My question remains however, so I guess I need to get around to asking it and it is this: "At what point does you dying stop being a tragedy?" and there's a good reason for me to ask this question and I will get into it in the next paragraph, but if you want to just hang out in this one for a while, that's cool. I mean I'm not really getting anywhere topic-wise, but you know...maybe you need to rest your brain for a minute. (*time passes*) Hey! Kittens! Kittens are so cute it's ridiculous!! Sigh. (*another awkward pause*) Really fucking cute...

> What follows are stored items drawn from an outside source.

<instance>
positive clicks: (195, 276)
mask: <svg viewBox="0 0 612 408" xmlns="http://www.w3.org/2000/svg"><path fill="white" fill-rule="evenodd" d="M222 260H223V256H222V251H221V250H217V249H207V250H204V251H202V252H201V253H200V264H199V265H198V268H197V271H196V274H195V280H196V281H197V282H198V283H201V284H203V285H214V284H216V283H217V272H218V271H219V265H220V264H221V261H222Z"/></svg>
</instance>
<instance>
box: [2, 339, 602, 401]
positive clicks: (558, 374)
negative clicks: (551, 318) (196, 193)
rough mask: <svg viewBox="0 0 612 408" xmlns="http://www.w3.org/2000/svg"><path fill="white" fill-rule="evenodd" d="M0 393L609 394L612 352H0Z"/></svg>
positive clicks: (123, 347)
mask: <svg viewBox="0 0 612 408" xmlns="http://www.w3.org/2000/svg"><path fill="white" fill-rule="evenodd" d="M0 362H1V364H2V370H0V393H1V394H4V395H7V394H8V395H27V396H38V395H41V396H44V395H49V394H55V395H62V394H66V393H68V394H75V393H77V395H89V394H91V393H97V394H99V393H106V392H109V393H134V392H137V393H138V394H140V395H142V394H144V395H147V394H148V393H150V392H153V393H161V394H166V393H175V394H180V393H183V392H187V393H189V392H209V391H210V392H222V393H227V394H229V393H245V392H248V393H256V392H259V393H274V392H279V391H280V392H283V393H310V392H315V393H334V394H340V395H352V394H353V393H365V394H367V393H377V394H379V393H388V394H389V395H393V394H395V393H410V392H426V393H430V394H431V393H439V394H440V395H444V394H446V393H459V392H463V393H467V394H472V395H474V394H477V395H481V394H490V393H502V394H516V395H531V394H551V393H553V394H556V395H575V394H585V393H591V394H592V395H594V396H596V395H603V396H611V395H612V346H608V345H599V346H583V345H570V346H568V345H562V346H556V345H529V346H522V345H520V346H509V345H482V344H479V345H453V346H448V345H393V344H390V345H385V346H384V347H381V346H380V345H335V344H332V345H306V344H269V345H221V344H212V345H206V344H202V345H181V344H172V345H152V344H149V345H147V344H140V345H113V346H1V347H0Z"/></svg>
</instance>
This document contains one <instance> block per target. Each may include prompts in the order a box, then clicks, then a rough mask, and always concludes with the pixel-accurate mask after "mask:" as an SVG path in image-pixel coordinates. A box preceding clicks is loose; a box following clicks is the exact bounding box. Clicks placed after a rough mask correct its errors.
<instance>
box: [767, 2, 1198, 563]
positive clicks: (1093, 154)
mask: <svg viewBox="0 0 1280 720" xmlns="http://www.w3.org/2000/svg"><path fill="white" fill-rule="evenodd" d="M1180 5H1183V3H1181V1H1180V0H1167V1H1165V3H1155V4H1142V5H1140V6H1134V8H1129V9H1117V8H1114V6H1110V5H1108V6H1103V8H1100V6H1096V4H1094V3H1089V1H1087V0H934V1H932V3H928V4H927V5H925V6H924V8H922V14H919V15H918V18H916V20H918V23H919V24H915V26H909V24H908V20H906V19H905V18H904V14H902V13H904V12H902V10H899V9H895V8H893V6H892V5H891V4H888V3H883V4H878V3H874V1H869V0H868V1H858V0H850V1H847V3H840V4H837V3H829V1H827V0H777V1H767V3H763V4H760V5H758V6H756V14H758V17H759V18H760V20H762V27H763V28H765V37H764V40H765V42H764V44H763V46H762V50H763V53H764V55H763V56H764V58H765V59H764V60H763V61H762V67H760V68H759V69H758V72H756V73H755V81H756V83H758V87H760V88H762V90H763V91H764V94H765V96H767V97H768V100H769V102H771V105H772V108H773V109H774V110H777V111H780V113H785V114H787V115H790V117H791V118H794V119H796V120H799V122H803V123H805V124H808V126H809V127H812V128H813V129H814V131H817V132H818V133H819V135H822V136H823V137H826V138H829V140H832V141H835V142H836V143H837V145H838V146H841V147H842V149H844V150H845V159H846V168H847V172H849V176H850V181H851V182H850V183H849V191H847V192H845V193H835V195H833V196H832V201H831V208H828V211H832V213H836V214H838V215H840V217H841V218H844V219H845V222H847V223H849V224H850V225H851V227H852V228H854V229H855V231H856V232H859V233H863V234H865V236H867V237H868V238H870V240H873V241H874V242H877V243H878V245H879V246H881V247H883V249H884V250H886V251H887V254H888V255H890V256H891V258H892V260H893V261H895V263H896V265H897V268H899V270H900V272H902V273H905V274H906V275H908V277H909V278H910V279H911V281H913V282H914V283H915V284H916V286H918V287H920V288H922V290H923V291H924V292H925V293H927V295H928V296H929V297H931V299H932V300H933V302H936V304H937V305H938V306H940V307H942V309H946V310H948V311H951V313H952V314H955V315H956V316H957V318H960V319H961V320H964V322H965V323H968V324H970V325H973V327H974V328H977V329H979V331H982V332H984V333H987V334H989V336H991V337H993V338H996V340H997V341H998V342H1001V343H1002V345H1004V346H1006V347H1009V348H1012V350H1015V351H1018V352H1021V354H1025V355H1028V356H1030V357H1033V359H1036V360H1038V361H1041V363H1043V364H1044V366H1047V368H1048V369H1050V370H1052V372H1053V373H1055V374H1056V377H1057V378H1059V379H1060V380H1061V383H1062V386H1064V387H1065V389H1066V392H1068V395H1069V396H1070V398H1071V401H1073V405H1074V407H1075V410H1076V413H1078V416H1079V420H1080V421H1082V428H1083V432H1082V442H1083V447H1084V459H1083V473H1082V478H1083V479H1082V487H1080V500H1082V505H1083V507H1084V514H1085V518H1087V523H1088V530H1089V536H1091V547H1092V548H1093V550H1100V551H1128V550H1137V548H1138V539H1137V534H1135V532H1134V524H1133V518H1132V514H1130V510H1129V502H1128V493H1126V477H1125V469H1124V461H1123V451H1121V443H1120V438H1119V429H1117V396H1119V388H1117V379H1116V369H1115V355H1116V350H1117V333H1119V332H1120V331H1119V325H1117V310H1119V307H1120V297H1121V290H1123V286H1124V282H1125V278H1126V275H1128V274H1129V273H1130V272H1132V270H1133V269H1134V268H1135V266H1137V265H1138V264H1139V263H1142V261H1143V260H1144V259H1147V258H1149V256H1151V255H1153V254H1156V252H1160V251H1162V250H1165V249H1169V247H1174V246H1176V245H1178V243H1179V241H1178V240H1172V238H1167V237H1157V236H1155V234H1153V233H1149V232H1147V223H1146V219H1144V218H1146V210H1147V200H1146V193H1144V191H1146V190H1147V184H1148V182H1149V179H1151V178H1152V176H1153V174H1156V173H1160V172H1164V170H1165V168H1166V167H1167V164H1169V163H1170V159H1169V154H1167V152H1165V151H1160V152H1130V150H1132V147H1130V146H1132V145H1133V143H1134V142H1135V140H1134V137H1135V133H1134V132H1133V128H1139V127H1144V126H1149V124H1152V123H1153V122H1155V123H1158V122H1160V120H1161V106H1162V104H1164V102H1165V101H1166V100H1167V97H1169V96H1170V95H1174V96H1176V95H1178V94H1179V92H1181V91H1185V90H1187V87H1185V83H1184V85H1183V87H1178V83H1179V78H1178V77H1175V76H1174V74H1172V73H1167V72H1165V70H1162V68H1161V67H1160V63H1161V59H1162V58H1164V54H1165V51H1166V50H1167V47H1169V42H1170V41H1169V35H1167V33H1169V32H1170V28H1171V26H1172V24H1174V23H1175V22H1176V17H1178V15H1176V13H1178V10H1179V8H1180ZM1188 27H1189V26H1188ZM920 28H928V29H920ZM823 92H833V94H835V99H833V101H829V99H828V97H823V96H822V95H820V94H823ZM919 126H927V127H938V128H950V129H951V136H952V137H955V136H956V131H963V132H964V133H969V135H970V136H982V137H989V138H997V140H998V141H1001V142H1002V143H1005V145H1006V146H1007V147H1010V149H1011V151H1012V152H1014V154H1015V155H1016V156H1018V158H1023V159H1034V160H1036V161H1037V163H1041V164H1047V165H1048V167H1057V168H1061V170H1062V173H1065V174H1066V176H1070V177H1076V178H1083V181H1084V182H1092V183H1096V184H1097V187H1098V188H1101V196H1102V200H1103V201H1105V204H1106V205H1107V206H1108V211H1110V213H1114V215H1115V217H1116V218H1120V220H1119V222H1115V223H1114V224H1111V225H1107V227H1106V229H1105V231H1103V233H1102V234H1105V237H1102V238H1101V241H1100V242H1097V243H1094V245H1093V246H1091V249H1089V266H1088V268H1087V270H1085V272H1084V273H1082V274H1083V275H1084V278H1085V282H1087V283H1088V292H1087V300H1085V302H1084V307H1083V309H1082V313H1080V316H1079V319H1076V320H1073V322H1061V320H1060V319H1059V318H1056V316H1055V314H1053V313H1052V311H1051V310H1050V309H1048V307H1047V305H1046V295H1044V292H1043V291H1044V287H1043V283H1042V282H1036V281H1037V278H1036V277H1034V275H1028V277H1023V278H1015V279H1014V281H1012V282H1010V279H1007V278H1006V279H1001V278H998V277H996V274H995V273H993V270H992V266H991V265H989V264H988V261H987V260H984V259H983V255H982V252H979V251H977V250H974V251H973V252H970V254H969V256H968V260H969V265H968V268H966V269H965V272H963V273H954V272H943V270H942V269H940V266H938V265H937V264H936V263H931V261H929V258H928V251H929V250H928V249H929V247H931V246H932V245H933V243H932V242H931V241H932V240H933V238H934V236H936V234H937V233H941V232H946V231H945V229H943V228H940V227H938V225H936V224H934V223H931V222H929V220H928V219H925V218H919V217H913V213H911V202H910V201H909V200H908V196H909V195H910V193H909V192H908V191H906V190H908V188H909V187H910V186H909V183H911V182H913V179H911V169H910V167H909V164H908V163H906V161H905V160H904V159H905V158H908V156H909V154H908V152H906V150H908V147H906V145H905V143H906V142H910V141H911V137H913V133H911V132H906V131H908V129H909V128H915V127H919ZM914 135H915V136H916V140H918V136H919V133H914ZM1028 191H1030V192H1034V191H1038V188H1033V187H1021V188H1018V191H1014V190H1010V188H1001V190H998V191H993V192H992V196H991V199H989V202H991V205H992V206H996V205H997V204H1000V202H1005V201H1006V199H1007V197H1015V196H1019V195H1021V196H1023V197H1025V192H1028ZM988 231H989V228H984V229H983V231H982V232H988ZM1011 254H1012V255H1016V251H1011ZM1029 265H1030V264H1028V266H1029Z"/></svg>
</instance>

Okay. Are we all rested up? And by "we" I mean "you" because I am always at the top of my game mentally as long as I don't run out of expired cat antidepressants that my brother sold me. The thing is, if you die in your thirties, everyone is all "Gasp! No! So young!" and if you die in your forties they're all "No way! Jesus! That's terrible" and if you die when your fifty-something people are all "What a tragedy." and in your sixties they go "He should have had more time. That's too bad." so they are definitely less mournful and less likely to gasp unless they know you and that's the shit I'm talking about. By the time you're eighty, their like "He had a nice long life. " and god forbid you live to be a hundred because then everyone hates you forever for living so long.
I know I do.
I want to find that age where people are gaspy and sad and saying "Oh my god NO!" and then tell people that's how old I am forever. That way when I kick it everyone will be sad and mourning like they should be and not relieved that I'm finally dead after a lifetime of genius adventures and sexy escapades involving guerilla can-can dancers with degrees in astro-physics and riding tigers through flaming buildings and escaping temples with diamonds the size of your face tucked into my bomber jacket. They'll just be like "God took him too soon." and "Why, Why WHY???" and "Jeez, He looks a little rough for being 46. The embalmer here must be on drugs! Let's get him!" and then they burn down the funeral home and I get to go out like a viking as I wished, except instead of a flaming longboat sailing off into the sunset, it's a funeral home going up in flames because I'm a big, fat liar.
Half a dozen of one, six of your mom.